Brian Robert Callahan is a Ph.D. Student in the Department of Science and Technology Studies at Rensselaer Polytechnic Institute in Troy, NY. His research interests focus on diversity initiatives in the Free Software movement with a specific interest in the *BSD community and its user groups.

The way OpenBSD boots hasn't changed much since its inception. It has always used the traditional static BSD initialization script: /etc/rc. While dependable, it did not allow for easy integration with monitoring, configuration management software and/or any kind of tools requiring automated service handling. rc.d(8) was developed to abstract service management while pertaining the existing behavior like predictive and sequential start-up ordering (dependency-less).

Antoine Jacoutot has been an OpenBSD developer since 2006 and is part of the rc.d framework development team. He has been deploying and managing OpenBSD-based infrastructures for over a decade and wrote some its admin tools like the sysmerge configuration files updater and the rc management helper, rcctl. He is also a member of the GNOME Foundation and a committer for the GNOME Desktop which he ported and maintains along with 400 other ports. He is currently working as a cloud and automation consultant at the French company D2SI.

This paper provides a taxonomy of filesystem and storage development from 1979 to the present with the BSD Fast Filesystem as its focus. It describes the early performance work done by increasing the disk block size and by being aware of the disk geometry and using that knowledge to optimize rotational layout. With the abstraction of the geometry in the late 1980's and the ability of the hardware to cache and handle multiple requests, filesystems performance ceased trying to track geometry and instead sought to maximize performance by doing contiguous file layout. Small file performance was optimized through the use of techniques such as journaling and soft updates. By the late 1990's, filesystems had to be redesigned to handle the ever growing disk capacities. The addition of snapshots allowed for faster and more frequent backups. Multi-processing support got added to utilize all the CPUs found in the increasingly ubiquitous multi-core processors. The increasingly harsh environment of the Internet required greater data protection provided by access-control lists and mandatory-access controls. The talk concludes with a discussion of the addition of metadata optimization and possible future directions.
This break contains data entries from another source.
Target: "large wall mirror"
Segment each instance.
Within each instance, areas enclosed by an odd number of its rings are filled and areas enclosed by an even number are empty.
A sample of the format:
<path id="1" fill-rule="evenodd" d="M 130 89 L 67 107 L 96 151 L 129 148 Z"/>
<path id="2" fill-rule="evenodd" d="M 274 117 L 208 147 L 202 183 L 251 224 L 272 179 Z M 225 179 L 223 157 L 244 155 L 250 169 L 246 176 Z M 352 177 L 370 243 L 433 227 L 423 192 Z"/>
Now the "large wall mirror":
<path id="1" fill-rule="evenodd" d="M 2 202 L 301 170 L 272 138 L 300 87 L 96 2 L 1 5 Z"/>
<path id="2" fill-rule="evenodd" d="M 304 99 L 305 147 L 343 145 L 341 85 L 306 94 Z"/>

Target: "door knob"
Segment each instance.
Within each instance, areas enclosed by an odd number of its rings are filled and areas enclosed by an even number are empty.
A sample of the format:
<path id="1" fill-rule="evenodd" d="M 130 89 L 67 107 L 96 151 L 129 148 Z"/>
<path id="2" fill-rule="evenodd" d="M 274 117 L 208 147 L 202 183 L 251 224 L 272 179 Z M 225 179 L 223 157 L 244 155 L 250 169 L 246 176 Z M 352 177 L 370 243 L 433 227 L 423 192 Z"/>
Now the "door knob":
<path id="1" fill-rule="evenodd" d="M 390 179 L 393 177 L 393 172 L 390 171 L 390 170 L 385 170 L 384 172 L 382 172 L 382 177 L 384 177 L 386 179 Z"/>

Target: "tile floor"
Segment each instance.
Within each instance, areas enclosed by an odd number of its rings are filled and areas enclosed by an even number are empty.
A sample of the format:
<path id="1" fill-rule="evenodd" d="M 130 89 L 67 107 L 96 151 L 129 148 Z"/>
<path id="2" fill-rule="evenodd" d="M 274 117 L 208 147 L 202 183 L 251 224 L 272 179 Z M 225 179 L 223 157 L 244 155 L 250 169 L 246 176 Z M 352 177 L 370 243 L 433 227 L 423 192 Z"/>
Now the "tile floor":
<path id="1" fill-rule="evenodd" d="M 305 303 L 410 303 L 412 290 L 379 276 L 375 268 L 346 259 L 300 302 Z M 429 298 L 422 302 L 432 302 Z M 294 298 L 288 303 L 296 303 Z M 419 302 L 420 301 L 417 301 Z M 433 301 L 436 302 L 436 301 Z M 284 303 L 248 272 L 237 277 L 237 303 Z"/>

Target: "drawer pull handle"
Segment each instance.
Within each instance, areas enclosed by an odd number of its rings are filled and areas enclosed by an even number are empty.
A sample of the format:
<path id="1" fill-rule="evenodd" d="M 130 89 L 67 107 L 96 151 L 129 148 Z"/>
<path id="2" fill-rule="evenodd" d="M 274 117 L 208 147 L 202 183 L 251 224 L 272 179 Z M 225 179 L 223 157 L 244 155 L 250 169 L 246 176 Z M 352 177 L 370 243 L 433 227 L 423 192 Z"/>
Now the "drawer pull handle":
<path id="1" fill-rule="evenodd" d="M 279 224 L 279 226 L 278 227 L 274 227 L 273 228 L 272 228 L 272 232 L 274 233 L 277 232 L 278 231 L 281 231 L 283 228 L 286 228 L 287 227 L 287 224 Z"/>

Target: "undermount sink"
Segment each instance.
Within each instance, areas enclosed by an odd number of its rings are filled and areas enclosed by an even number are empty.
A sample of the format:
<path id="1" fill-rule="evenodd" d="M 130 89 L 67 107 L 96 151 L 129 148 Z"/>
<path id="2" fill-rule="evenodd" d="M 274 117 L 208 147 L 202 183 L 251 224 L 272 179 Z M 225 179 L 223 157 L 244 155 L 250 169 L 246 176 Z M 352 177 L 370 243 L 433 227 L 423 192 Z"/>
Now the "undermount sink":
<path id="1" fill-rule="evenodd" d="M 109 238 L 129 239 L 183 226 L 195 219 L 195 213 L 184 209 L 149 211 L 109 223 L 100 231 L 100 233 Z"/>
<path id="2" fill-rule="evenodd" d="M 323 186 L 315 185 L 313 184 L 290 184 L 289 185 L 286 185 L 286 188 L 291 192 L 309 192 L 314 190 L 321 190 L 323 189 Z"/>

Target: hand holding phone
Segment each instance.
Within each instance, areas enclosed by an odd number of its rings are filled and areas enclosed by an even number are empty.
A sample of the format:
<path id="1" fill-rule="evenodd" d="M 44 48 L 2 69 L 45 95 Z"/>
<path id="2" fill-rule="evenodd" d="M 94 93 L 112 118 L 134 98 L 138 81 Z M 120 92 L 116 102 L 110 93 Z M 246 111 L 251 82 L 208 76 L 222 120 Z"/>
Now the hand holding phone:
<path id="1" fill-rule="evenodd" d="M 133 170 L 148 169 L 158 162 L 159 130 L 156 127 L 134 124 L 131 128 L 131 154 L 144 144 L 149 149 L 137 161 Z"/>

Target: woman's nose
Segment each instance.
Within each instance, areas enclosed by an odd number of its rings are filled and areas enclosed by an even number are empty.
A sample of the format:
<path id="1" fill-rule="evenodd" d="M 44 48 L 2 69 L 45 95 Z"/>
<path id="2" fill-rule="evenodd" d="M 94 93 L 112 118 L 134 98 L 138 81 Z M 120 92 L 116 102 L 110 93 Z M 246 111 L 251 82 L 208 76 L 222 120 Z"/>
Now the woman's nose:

Dr. Marshall Kirk McKusick's work with Unix and BSD development spans over four decades. It begins with his first paper on the implementation of Berkeley Pascal in 1979, goes on to his pioneering work in the eighties on the BSD Fast File System, the BSD virtual memory system, the final release of 4.4BSD-Lite from the UC Berkeley Computer Systems Research Group, and carries on with his work on FreeBSD. A key figure in Unix and BSD development, his experiences chronicle not only the innovative technical achievements but also the interesting personalities and philosophical debates in Unix over the past forty years.

The author describes recent work on providing FreeBSD support for the Cavium ThunderX System on a Chip. ThunderX is a newly introduced, ARM64 (ARMv8) SoC designed for the high performance and server markets. It is currently the only ARM-based platform in the world to scale up to 48 CPU cores per socket with a possible dual socket configuration.

Zbigniew Bodek is a software engineer in Semihalf. He is involved in BSD and Linux operating systems development for ARM and PowerPC-based computers. Zbigniew graduated from AGH University of Science and Technology in Krakow with a degree in Electronics and Telecommunications. He is mainly interested in computer science, microprocessor technology, embedded systems and kernel development. He has been a FreeBSD committer since 2013.